Items linked to the political far-right were found in his house, including a copy of Mein Kampf and a flag with a Celtic cross.

It was also ascertained that Traini had run for the Lega Nord in the 2017 municipal elections in Corridonia, where he had not received any preference; the program of the mayoral candidate for the Lega Nord also included the "control of non-EU citizens".

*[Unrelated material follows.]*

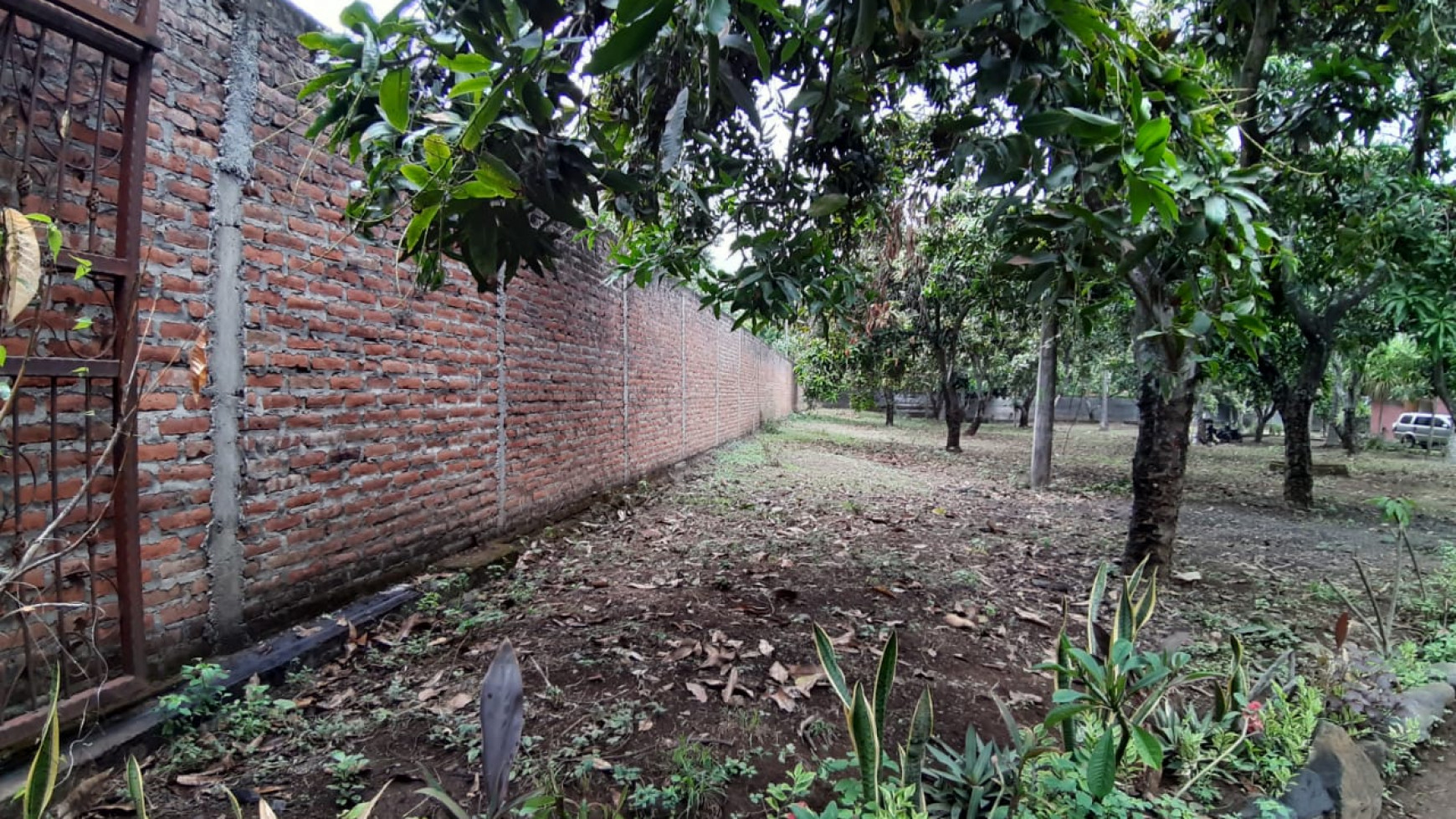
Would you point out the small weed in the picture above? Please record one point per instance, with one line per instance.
(346, 777)
(779, 796)
(200, 697)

Initially, a news story was spread which hypothesized that Traini knew Pamela Mastropietro, an 18-year-old girl killed in Macerata a few days before, and that therefore the attack could be a revenge for the murder; this hypothesis was however denied by the young girl's family. Traini declared, however, that his initial intention was to go to court and kill Innocent Oseghale, the Nigerian drug dealer arrested on charges of having murdered Pamela Mastropietro (who was later sentenced to life imprisonment), and that he had changed his mind only later, deciding to carry out the shooting on random black people.

==Aftermath==
Traini was a member and former local candidate of Lega Nord (LN), and many political commentators, intellectuals, and politicians criticized the LN's leader Matteo Salvini, accusing him of having spread hate and racism in the country. Anti-mafia writer Roberto Saviano labeled Salvini as the moral instigator of the attack. Salvini responded to critics by accusing the centre-left coalition government of responsibility for Mastropietro's death for allowing migrants to stay in the country and having "blood on their hands", asserting the blame lies with those who "fill us with illegal immigrants". Marco Minniti, then Italian Minister of the Interior, condemned the attack, saying that no political party must "ride the hate".

During the 2019 Christchurch mosque shootings at Al Noor Mosque and Linwood Islamic Centre in Christchurch, New Zealand, Traini's name was written on one of the weapon magazines of the perpetrator, Australian Brenton Harrison Tarrant, alongside other far-right mass murderers and killers in addition to historical figures and battles. Tarrant also named Traini as among the shooters and killers that he supported because they "take a stand against ethnic and cultural genocide". Traini dissociated himself from the event, declaring himself to be regretful about what happened in Macerata.

The Prosecutor's Office of Macerata formulated against Traini the accusation of massacre aggravated by the purpose of racism, in addition to other crimes, including unlawful carrying of firearms. On 3 October 2018, Traini was sentenced to 12 years in prison with a summary judgment.